Laboratory tests suggest that these compounds target tumours more safely and effectively than traditional methods.
Now work is under way to develop the first commercially available drugs made from a cocktail of compounds to fight skin cancer.
Researchers at Pennsylvania State University in the US have already made a drug which can halt the growth of skin cancer tumours in mice by up to 60 per cent.
Professor Gavin Robertson, of the university's College of Medicine, said up until now there have been no drugs that target proteins which trigger melanoma.
He said: "We have developed drugs from naturally occurring compounds that can inhibit the growth of tumours in mice by 50 to 60 per cent with a very low dose."
Initial tests found the potency of the broccoli and cabbage compounds was so low that a successful drug would require large, impractical amounts of these compounds.

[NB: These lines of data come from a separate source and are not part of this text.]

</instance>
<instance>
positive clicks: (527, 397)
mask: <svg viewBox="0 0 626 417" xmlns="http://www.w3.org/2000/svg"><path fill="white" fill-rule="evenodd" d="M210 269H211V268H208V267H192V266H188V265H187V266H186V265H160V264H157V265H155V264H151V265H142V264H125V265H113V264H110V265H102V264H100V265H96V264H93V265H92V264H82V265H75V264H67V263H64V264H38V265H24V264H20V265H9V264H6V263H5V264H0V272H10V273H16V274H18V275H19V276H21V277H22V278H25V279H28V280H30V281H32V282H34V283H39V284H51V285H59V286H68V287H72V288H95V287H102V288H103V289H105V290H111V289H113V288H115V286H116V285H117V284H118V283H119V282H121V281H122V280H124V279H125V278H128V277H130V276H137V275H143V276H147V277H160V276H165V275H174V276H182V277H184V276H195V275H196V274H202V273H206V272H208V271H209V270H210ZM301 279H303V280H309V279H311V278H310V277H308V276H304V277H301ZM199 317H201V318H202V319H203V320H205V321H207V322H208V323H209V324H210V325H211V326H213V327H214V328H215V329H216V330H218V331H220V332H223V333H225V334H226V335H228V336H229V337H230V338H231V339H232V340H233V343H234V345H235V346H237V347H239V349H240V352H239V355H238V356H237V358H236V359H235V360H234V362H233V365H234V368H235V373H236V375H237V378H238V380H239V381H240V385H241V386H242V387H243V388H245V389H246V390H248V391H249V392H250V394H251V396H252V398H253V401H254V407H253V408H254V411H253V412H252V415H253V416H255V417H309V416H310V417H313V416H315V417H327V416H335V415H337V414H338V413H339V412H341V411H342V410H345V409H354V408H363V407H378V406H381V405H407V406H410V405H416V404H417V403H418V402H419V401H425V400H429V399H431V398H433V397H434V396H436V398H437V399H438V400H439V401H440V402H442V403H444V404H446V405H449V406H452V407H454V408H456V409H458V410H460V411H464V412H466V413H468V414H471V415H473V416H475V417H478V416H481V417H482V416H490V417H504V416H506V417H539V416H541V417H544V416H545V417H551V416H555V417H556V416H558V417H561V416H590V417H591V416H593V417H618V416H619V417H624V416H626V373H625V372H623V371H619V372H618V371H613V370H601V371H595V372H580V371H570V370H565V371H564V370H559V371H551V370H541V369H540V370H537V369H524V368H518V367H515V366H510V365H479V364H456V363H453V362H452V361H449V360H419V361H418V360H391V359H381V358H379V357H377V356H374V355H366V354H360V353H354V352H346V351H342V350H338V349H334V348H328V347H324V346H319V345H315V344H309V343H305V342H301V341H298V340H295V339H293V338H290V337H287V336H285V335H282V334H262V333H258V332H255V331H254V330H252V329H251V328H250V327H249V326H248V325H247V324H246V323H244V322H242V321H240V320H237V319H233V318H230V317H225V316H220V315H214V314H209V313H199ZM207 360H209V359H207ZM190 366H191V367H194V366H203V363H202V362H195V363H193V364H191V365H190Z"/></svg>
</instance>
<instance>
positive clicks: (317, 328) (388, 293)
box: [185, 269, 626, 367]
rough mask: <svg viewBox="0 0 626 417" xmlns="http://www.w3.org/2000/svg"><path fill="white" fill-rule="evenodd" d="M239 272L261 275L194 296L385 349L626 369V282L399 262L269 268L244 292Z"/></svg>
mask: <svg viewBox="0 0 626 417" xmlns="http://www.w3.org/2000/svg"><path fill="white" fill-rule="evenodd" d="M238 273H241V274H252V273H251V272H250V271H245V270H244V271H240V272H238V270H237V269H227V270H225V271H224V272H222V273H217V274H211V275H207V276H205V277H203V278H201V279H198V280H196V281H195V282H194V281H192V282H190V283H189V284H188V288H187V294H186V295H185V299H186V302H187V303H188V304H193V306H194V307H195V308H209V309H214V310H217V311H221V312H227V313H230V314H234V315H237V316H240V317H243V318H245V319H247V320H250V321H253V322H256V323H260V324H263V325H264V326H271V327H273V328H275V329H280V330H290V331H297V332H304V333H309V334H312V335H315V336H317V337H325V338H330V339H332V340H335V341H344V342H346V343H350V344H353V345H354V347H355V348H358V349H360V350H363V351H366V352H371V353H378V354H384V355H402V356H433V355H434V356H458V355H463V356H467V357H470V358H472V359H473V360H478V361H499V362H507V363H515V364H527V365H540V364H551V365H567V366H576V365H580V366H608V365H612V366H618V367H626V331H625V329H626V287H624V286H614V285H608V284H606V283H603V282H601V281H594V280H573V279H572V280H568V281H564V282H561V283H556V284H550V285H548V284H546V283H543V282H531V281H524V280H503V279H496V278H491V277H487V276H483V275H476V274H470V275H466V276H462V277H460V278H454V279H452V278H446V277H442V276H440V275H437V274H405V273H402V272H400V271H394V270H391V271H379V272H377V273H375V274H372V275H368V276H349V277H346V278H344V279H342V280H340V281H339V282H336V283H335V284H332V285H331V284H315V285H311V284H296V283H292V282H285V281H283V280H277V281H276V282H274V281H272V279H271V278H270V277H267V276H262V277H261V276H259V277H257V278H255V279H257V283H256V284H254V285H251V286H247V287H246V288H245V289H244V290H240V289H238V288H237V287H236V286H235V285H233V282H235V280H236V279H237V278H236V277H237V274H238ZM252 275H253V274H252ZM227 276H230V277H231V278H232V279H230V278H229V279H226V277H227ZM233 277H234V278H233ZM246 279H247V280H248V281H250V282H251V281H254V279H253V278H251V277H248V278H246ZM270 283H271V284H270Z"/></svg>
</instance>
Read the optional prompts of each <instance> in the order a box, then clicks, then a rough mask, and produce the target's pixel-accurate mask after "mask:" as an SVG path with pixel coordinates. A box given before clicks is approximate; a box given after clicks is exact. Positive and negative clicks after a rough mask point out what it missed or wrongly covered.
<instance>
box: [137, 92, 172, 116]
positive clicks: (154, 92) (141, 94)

Instead, the researchers boosted the effectiveness of the compounds by adding selenium, a trace mineral already known for its antioxidant properties.
The result was a much more potent drug that can be delivered intravenously in low doses.
In tests on mice, the mixture was found to reduce the growth of tumours by 60 per cent.
Human trials of the new drug are still some years away, but Prof Robertson forecasts a drug that could be delivered either intravenously to treat skin cancer or added to sunscreen lotion to prevent the disease occurring.